A came back from the bathroom and before she sat down, immediately started a conversation about health and the law, as she does. “It must be hard for places like this to stick to the health codes,” she said. “I mean, we dropped a ton of stuff on the floor, and I spilled my sauce on the counter. I handled a lot of slip and fall cases as a litigator!”

“I’d assume that their first problem would be food poisoning,” I said. “They have ten different kinds of seafood just sitting out all day.”

“Ooh, I didn’t even think of that,” said A, reaching for her first spoonful of rice.

Out of nowhere, Tiffany screamed, “DON’T EAT THAT!”

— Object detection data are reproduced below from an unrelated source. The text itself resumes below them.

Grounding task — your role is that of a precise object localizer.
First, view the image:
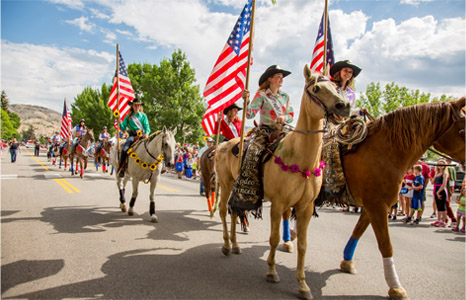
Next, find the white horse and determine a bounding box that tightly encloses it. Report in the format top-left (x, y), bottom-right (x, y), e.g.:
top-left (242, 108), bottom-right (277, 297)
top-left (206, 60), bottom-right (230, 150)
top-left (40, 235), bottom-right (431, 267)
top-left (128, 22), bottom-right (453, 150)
top-left (110, 126), bottom-right (176, 223)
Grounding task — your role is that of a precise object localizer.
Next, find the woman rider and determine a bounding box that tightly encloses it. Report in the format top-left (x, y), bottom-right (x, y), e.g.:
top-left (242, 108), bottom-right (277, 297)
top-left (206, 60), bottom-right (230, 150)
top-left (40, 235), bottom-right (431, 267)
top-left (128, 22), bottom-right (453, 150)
top-left (229, 65), bottom-right (294, 227)
top-left (214, 103), bottom-right (242, 142)
top-left (118, 98), bottom-right (150, 177)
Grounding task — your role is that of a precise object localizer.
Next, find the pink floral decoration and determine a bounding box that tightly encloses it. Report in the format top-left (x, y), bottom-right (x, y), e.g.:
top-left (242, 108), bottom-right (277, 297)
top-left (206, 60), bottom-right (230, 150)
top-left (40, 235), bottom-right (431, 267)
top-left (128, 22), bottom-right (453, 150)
top-left (290, 165), bottom-right (300, 173)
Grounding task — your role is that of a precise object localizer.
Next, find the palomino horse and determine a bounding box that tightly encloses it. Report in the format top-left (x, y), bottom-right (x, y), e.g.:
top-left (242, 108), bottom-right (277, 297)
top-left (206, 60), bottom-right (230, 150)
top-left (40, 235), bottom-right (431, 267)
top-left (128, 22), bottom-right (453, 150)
top-left (215, 65), bottom-right (350, 299)
top-left (94, 141), bottom-right (112, 173)
top-left (334, 97), bottom-right (465, 299)
top-left (110, 126), bottom-right (176, 223)
top-left (70, 129), bottom-right (95, 178)
top-left (199, 146), bottom-right (215, 215)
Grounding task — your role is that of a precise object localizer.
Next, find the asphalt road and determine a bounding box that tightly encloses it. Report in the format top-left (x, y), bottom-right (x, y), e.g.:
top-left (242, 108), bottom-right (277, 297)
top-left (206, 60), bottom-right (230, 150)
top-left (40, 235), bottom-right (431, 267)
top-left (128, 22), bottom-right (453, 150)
top-left (1, 148), bottom-right (465, 300)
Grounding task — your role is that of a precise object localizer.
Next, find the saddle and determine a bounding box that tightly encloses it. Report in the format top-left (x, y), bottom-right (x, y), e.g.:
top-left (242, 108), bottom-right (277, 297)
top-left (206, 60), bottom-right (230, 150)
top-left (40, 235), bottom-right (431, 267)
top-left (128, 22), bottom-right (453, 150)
top-left (315, 118), bottom-right (366, 206)
top-left (228, 127), bottom-right (285, 224)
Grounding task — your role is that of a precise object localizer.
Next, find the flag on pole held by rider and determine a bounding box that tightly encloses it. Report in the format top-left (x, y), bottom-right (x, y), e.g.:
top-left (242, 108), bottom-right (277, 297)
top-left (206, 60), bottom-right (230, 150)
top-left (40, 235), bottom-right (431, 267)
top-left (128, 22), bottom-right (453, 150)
top-left (310, 12), bottom-right (335, 73)
top-left (108, 51), bottom-right (134, 128)
top-left (202, 0), bottom-right (252, 135)
top-left (60, 99), bottom-right (71, 139)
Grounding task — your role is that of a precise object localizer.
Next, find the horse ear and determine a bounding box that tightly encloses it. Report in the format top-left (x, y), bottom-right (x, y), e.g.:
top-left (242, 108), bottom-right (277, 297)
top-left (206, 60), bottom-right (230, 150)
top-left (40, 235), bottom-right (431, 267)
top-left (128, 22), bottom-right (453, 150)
top-left (303, 64), bottom-right (312, 82)
top-left (452, 97), bottom-right (465, 111)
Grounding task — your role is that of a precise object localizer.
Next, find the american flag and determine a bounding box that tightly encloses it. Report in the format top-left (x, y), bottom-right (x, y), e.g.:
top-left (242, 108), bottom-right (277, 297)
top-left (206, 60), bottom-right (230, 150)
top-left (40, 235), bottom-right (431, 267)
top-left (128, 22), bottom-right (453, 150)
top-left (311, 14), bottom-right (335, 73)
top-left (202, 0), bottom-right (252, 135)
top-left (60, 100), bottom-right (71, 139)
top-left (108, 51), bottom-right (134, 120)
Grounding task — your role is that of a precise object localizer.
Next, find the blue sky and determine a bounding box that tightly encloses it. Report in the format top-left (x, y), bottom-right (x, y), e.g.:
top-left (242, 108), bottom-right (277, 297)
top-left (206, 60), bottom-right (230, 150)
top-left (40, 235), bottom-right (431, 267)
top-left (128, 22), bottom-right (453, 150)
top-left (1, 0), bottom-right (466, 118)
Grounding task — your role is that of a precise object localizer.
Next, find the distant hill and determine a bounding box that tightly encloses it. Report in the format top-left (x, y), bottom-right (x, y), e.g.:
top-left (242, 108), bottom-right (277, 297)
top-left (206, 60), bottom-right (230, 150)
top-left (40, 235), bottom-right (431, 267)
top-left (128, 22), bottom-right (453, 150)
top-left (8, 104), bottom-right (61, 137)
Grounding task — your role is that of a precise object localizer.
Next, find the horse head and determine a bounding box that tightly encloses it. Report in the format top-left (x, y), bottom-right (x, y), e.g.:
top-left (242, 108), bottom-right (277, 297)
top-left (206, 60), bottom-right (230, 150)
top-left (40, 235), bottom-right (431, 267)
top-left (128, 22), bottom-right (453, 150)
top-left (162, 126), bottom-right (176, 167)
top-left (434, 97), bottom-right (465, 167)
top-left (301, 65), bottom-right (350, 119)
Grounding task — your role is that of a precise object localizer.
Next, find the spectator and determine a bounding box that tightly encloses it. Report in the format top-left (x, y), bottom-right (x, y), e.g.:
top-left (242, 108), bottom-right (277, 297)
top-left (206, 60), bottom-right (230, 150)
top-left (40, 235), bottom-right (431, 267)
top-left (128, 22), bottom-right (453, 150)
top-left (406, 165), bottom-right (424, 225)
top-left (452, 188), bottom-right (466, 233)
top-left (430, 160), bottom-right (449, 227)
top-left (10, 138), bottom-right (21, 163)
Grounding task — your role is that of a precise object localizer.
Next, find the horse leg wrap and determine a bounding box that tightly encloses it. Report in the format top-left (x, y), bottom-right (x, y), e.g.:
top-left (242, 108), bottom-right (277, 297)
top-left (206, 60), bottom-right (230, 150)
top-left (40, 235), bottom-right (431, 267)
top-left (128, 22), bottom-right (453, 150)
top-left (283, 220), bottom-right (291, 243)
top-left (149, 202), bottom-right (155, 216)
top-left (120, 189), bottom-right (126, 203)
top-left (383, 257), bottom-right (401, 289)
top-left (129, 197), bottom-right (136, 207)
top-left (343, 237), bottom-right (359, 260)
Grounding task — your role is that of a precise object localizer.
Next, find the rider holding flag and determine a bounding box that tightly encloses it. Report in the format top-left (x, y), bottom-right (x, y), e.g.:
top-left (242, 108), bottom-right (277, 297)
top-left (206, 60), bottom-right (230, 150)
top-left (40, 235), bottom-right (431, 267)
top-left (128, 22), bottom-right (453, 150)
top-left (118, 98), bottom-right (150, 177)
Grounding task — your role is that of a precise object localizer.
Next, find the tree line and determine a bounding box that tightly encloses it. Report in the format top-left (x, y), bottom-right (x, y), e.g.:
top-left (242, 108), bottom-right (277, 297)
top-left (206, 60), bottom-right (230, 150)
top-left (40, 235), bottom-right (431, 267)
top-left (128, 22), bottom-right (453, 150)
top-left (1, 49), bottom-right (454, 143)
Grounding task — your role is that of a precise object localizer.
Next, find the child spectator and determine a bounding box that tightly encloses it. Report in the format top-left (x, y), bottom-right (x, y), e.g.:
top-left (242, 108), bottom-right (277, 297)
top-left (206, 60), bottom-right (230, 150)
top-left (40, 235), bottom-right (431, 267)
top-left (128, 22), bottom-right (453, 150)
top-left (406, 165), bottom-right (425, 225)
top-left (452, 188), bottom-right (466, 233)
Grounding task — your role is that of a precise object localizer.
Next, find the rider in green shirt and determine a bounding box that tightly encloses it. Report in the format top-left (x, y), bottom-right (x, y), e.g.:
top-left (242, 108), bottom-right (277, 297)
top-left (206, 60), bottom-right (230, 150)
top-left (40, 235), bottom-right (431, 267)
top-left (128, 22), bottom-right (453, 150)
top-left (118, 98), bottom-right (150, 177)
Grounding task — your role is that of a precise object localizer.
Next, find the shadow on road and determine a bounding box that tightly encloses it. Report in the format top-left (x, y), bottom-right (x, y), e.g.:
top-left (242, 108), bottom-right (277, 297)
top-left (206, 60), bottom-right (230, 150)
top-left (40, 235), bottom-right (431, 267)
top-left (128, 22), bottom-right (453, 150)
top-left (5, 244), bottom-right (385, 300)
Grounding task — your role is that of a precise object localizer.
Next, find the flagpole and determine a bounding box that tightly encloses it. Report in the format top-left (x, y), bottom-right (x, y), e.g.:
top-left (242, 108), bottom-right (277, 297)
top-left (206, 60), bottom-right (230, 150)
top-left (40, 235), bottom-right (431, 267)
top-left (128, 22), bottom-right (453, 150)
top-left (116, 44), bottom-right (121, 165)
top-left (322, 0), bottom-right (328, 75)
top-left (238, 0), bottom-right (256, 170)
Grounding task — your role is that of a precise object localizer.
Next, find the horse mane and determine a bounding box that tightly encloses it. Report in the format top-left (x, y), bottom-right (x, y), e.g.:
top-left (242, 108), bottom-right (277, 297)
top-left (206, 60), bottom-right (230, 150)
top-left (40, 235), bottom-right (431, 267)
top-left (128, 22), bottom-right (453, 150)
top-left (367, 102), bottom-right (452, 150)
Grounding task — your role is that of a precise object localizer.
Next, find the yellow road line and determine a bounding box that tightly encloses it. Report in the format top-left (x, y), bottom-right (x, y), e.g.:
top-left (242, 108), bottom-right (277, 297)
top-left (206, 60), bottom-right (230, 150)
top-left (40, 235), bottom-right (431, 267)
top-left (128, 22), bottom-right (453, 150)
top-left (24, 149), bottom-right (49, 171)
top-left (61, 178), bottom-right (81, 193)
top-left (157, 184), bottom-right (181, 193)
top-left (54, 178), bottom-right (73, 194)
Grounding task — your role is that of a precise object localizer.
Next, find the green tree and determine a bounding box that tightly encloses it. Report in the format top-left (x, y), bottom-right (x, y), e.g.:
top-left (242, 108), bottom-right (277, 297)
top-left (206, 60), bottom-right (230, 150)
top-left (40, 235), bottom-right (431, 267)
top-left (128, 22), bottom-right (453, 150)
top-left (128, 49), bottom-right (205, 143)
top-left (71, 83), bottom-right (115, 138)
top-left (1, 90), bottom-right (10, 112)
top-left (356, 82), bottom-right (454, 118)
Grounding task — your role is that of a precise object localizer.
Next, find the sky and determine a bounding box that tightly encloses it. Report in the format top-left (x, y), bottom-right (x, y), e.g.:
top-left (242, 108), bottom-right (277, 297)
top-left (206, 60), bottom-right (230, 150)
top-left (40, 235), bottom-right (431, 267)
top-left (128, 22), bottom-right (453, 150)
top-left (1, 0), bottom-right (466, 122)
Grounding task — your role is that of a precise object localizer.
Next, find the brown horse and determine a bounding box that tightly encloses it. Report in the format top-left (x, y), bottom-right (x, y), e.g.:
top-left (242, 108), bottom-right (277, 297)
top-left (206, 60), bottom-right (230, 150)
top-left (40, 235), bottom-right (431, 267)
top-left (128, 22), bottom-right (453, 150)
top-left (215, 66), bottom-right (350, 299)
top-left (70, 129), bottom-right (95, 178)
top-left (199, 146), bottom-right (215, 215)
top-left (340, 97), bottom-right (465, 299)
top-left (94, 141), bottom-right (112, 175)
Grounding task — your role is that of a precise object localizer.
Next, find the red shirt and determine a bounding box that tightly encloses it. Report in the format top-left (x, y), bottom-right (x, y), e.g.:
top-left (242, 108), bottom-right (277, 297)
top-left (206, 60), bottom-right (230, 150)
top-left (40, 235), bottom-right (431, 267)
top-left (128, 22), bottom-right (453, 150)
top-left (214, 118), bottom-right (241, 140)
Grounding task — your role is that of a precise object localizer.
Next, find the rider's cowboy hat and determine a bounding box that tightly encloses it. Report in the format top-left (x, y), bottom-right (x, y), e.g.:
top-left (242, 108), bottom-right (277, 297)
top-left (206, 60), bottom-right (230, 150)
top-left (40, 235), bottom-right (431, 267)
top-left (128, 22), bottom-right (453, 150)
top-left (223, 103), bottom-right (242, 115)
top-left (128, 98), bottom-right (144, 106)
top-left (330, 60), bottom-right (361, 78)
top-left (259, 65), bottom-right (291, 85)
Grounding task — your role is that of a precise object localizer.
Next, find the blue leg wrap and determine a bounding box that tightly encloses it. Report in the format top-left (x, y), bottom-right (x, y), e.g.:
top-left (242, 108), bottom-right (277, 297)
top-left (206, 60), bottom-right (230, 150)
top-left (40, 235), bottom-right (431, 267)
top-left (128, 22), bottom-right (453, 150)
top-left (283, 220), bottom-right (291, 242)
top-left (343, 237), bottom-right (359, 260)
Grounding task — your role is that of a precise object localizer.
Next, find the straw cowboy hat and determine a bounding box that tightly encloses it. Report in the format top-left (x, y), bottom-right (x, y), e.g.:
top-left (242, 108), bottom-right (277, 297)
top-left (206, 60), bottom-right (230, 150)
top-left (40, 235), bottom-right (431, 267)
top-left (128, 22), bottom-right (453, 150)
top-left (330, 60), bottom-right (361, 78)
top-left (128, 98), bottom-right (144, 106)
top-left (259, 65), bottom-right (291, 85)
top-left (223, 103), bottom-right (242, 115)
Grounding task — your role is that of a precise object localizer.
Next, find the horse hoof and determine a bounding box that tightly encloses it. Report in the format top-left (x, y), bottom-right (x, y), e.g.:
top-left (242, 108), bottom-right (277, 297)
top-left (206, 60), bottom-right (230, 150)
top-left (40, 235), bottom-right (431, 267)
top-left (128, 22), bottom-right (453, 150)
top-left (266, 274), bottom-right (280, 283)
top-left (231, 247), bottom-right (243, 254)
top-left (282, 241), bottom-right (294, 253)
top-left (388, 286), bottom-right (409, 300)
top-left (222, 247), bottom-right (231, 256)
top-left (298, 291), bottom-right (314, 300)
top-left (340, 260), bottom-right (358, 275)
top-left (150, 215), bottom-right (159, 223)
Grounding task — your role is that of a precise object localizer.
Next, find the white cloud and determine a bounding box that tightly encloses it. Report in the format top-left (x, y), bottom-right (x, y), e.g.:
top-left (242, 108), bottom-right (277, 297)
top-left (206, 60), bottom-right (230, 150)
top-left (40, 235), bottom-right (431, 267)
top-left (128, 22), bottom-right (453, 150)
top-left (48, 0), bottom-right (84, 10)
top-left (400, 0), bottom-right (432, 6)
top-left (65, 16), bottom-right (95, 32)
top-left (2, 41), bottom-right (114, 112)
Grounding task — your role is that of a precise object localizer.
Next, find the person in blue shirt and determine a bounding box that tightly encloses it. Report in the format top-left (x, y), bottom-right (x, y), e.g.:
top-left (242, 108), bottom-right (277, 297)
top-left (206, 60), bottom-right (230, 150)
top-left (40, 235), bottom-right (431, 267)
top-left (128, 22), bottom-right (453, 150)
top-left (118, 98), bottom-right (150, 177)
top-left (406, 165), bottom-right (425, 225)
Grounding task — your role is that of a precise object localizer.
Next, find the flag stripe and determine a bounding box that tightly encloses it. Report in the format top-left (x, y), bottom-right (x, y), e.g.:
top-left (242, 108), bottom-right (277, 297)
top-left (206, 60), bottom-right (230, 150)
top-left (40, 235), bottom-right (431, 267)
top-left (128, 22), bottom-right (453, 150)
top-left (202, 0), bottom-right (252, 135)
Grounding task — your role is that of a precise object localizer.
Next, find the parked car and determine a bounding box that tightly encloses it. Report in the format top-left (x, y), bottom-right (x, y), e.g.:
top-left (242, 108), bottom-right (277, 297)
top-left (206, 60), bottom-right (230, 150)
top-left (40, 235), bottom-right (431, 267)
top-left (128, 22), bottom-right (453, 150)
top-left (455, 166), bottom-right (464, 192)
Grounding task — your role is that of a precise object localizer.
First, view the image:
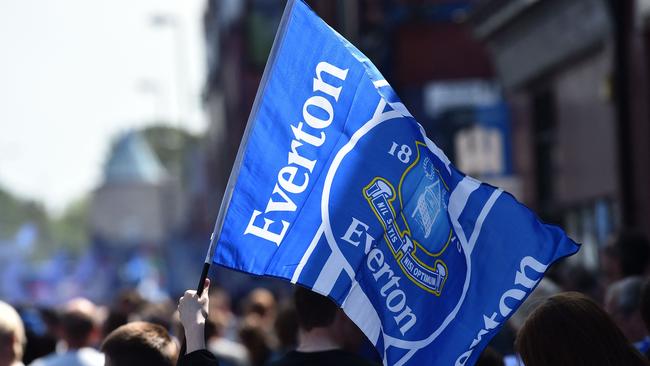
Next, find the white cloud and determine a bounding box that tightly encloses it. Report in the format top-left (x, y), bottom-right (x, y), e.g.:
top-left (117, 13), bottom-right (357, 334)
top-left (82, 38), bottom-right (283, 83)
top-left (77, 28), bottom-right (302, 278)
top-left (0, 0), bottom-right (205, 211)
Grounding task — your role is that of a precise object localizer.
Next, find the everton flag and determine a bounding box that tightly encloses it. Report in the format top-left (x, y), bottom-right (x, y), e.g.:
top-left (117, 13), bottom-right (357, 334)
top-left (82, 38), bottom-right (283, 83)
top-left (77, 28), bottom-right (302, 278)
top-left (207, 1), bottom-right (578, 365)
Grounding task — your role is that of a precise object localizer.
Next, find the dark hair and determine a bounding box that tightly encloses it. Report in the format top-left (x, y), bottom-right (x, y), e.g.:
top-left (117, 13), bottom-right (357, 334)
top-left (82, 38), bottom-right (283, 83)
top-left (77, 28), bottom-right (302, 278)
top-left (293, 286), bottom-right (338, 331)
top-left (515, 292), bottom-right (648, 366)
top-left (605, 230), bottom-right (650, 277)
top-left (101, 322), bottom-right (178, 366)
top-left (273, 302), bottom-right (298, 349)
top-left (474, 346), bottom-right (504, 366)
top-left (640, 279), bottom-right (650, 332)
top-left (61, 310), bottom-right (95, 345)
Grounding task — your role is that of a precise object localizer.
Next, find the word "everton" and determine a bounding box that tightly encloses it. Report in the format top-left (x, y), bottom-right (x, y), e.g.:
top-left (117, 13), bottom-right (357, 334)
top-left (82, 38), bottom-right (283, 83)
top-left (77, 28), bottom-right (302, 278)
top-left (456, 256), bottom-right (548, 366)
top-left (244, 61), bottom-right (349, 246)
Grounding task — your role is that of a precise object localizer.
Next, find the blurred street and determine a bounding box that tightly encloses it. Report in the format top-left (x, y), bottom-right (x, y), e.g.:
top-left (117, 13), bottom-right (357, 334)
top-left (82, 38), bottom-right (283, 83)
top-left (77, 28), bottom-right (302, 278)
top-left (0, 0), bottom-right (650, 365)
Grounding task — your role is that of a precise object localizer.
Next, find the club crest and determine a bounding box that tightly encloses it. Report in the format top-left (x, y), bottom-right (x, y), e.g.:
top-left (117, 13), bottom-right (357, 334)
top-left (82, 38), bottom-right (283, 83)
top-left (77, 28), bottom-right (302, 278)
top-left (363, 141), bottom-right (453, 296)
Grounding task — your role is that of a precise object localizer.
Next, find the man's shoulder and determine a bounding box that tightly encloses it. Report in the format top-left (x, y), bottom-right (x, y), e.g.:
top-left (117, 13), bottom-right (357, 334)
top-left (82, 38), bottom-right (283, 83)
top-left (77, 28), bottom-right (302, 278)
top-left (269, 350), bottom-right (377, 366)
top-left (29, 348), bottom-right (104, 366)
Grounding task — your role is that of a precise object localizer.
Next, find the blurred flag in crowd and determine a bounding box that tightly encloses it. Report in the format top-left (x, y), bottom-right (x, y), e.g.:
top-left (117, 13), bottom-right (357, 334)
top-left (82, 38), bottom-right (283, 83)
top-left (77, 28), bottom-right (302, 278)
top-left (208, 1), bottom-right (579, 365)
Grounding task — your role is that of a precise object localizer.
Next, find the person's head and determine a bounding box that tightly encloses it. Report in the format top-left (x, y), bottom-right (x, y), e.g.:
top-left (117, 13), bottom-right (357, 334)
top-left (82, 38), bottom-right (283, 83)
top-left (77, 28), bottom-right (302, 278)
top-left (273, 302), bottom-right (298, 350)
top-left (515, 292), bottom-right (647, 366)
top-left (59, 298), bottom-right (100, 349)
top-left (101, 322), bottom-right (178, 366)
top-left (244, 288), bottom-right (276, 331)
top-left (294, 286), bottom-right (363, 351)
top-left (601, 230), bottom-right (650, 283)
top-left (605, 276), bottom-right (647, 342)
top-left (474, 346), bottom-right (504, 366)
top-left (293, 286), bottom-right (338, 331)
top-left (641, 279), bottom-right (650, 333)
top-left (0, 301), bottom-right (26, 366)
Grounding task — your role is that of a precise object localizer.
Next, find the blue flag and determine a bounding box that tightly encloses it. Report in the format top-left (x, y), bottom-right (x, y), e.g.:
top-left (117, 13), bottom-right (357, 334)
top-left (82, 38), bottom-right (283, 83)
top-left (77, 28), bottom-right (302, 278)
top-left (207, 1), bottom-right (579, 365)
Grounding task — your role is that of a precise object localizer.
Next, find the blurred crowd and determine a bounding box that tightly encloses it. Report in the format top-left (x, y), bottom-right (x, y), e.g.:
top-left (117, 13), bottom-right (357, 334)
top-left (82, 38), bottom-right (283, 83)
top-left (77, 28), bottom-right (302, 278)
top-left (0, 232), bottom-right (650, 366)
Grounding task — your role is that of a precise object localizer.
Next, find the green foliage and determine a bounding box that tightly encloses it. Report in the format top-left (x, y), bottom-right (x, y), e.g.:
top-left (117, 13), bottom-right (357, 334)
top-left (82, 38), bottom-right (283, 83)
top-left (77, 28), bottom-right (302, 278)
top-left (0, 184), bottom-right (89, 258)
top-left (49, 197), bottom-right (90, 253)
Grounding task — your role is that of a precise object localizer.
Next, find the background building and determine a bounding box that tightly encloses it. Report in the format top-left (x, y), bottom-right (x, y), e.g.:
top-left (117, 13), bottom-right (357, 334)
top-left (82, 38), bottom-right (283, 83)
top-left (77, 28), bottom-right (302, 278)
top-left (472, 0), bottom-right (650, 267)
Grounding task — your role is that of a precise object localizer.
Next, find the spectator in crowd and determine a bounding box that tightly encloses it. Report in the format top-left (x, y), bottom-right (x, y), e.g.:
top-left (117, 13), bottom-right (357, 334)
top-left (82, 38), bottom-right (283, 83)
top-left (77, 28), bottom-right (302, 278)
top-left (209, 288), bottom-right (239, 340)
top-left (244, 288), bottom-right (277, 334)
top-left (0, 301), bottom-right (25, 366)
top-left (474, 346), bottom-right (505, 366)
top-left (239, 313), bottom-right (272, 366)
top-left (271, 287), bottom-right (372, 366)
top-left (490, 277), bottom-right (562, 366)
top-left (205, 318), bottom-right (250, 366)
top-left (515, 292), bottom-right (648, 366)
top-left (101, 322), bottom-right (178, 366)
top-left (601, 230), bottom-right (650, 286)
top-left (640, 279), bottom-right (650, 359)
top-left (178, 279), bottom-right (219, 366)
top-left (31, 299), bottom-right (104, 366)
top-left (605, 276), bottom-right (650, 354)
top-left (273, 301), bottom-right (298, 357)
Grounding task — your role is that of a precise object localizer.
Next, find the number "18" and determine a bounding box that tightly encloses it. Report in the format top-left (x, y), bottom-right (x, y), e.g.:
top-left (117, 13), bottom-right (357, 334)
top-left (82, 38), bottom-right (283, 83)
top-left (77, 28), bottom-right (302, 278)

A and I froze in place, like she’d ordered us to hit the deck for incoming missile fire. But Tiffany just gave us two new bowls of rice and explained, “That was literally the last scoop of rice in the whole pot! I had to scrape it off the sides! These are freshly cooked!” and then she zoomed away so fast she left a shadow in her place.

A’s spoon was still quivering in mid-air, like the Jello scene in Jurassic Park.

I’m pretty sure that in food service, the number one thing you’re not supposed to say is “Don’t eat that!” Even in a friendly, casual manner, it just doesn’t come off right.

“Hey, don’t eat that, no worries!” Doesn’t work.

Tiffany took the drink order for the table behind us while we were eating—a woman ordered a Bahama Mama off the menu, and Tiffany said, “Oh, I don’t know how to make that, but I’ll Google it and bring it right out!”

A smacked her own forehead and whispered, “Oh my god, Tiffany, you never tell the customer that you don’t know how to do something.”

Tiffany whirred back to the table and said to this woman, “A Bahama Mama has coconut liqueur in it, is that okay? Is that what you want? DO YOU WANT THAT?” She leaned in super close and got really intense about it—like this was a secret transaction. The woman said, “Yes, that’s fine!” the way that people being interrogated say, “I’ll tell you whatever you want! Just call off the hounds!”

Tiffany would actually make an amazing spy.

Fun fact: less than two months later, I got food poisoning from that very restaurant. Tiffany wasn’t there to protect me. I guess that’s on me.